A story you’ve never heard about three Canadian writers

GÈrard Dicks Pellerin a-1640xlpc06513512-01-04as-birds

When McClelland and Stewart sent Jane Urquhart a copy of her 1986 debut novel, The Whirlpool, the publisher also slipped in Alistair MacLeod’s second collection of short stories, As Birds Bring Forth the Sun. The two books had been released together under M&S’s “Signature Series” imprint.

Urquhart, who recounted the story Friday night during her tribute to Alistair at the Cabot Trail Writer’s Festival in St. Ann’s, was not familiar with MacLeod. After a few days savouring her newfound status as published author, she set about reading Birds. Then she read it again. Then she went out and bought MacLeod’s first story collection, The Lost Salt Gift of Blood, and devoured it.

Like MacLeod, Urquhart grew up in a mining community. She admired MacLeod’s ability to capture, with near perfect authenticity, a range of characters familiar from her own childhood. Over the next few weeks, she re-read both books several times.

Not long after, Urquhart received a letter from a well-established writer she’d met fleetingly at a festival.
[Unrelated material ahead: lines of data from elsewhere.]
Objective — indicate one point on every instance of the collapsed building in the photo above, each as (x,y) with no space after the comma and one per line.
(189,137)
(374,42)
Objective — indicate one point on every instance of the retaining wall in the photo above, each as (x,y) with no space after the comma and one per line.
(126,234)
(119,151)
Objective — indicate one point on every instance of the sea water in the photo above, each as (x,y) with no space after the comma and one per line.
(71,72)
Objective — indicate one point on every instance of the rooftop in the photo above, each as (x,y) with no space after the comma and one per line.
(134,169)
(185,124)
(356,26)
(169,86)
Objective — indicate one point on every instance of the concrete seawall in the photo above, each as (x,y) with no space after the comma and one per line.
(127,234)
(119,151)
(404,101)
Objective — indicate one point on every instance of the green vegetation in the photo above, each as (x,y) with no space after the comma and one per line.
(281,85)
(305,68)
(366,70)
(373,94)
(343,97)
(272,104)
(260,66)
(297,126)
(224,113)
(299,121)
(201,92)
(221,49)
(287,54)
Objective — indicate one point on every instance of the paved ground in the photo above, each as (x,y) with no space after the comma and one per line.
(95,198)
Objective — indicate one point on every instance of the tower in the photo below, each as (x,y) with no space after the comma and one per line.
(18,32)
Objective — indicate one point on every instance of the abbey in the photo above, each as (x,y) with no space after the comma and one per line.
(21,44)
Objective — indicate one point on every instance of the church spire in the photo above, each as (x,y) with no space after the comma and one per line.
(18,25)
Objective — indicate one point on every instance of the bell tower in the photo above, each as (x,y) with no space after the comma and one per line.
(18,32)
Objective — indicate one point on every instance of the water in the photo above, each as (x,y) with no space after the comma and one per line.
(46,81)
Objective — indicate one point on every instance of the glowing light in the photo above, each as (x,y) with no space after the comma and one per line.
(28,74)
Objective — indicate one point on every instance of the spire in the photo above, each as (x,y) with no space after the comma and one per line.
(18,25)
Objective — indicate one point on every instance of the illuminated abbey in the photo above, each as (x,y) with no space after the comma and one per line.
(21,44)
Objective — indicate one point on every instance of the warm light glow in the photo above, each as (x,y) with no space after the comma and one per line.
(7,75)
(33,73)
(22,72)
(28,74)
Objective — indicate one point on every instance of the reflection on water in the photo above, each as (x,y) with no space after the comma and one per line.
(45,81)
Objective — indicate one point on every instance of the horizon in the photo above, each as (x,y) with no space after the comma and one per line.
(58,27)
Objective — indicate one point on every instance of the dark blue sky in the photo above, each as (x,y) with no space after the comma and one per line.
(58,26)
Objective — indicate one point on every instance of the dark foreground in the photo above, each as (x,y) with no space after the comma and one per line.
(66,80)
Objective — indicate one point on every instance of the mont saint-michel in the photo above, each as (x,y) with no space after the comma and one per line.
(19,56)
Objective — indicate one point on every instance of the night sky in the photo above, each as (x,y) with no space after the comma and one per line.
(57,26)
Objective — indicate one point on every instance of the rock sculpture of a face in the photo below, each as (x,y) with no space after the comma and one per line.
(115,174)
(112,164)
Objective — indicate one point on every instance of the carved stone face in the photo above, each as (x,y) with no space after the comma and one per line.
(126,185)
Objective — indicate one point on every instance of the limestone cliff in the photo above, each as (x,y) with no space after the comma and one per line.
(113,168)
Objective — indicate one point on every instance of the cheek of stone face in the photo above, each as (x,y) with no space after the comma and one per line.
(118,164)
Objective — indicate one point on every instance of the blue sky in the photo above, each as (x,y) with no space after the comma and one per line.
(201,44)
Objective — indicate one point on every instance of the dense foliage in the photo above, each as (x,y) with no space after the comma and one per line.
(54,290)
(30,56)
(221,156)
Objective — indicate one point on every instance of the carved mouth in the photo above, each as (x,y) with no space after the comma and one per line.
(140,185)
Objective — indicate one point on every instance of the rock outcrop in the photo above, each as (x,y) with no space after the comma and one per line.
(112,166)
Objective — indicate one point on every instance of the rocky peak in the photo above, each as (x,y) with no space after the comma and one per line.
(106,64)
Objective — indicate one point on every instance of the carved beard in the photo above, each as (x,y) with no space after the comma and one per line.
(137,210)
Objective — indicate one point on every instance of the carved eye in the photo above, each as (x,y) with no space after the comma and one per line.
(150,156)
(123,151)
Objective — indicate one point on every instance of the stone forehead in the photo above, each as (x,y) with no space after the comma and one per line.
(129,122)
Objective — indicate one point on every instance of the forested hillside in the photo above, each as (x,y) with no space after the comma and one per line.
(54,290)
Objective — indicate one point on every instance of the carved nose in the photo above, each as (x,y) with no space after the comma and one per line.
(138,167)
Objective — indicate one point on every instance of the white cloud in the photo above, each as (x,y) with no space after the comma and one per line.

To her astonishment, the author was inviting herself to visit Urquhart, and even included precise instructions as to when she would need to be picked up at the bus.

When the day of the visit arrived, Urquhart was more than little intimidated to have the much more prominent writer sitting down for tea in her own kitchen. They exchanged pleasant small talk, then her fellow writer offered a piece of advice:

“Read Alistair MacLeod.”

Urquhart was thrilled because she had been doing just that. The two spent the rest of the visit excitedly going through both MacLeod collections, discussing each story in turn.

The name of the writer who rode a bus to visit Urquhart that day nearly three decades ago? Alice Munro.

The Cabot Trail Writer’s Festival continues this afternoon, this evening, and tomorrow at the Gaelic College, St. Ann’s.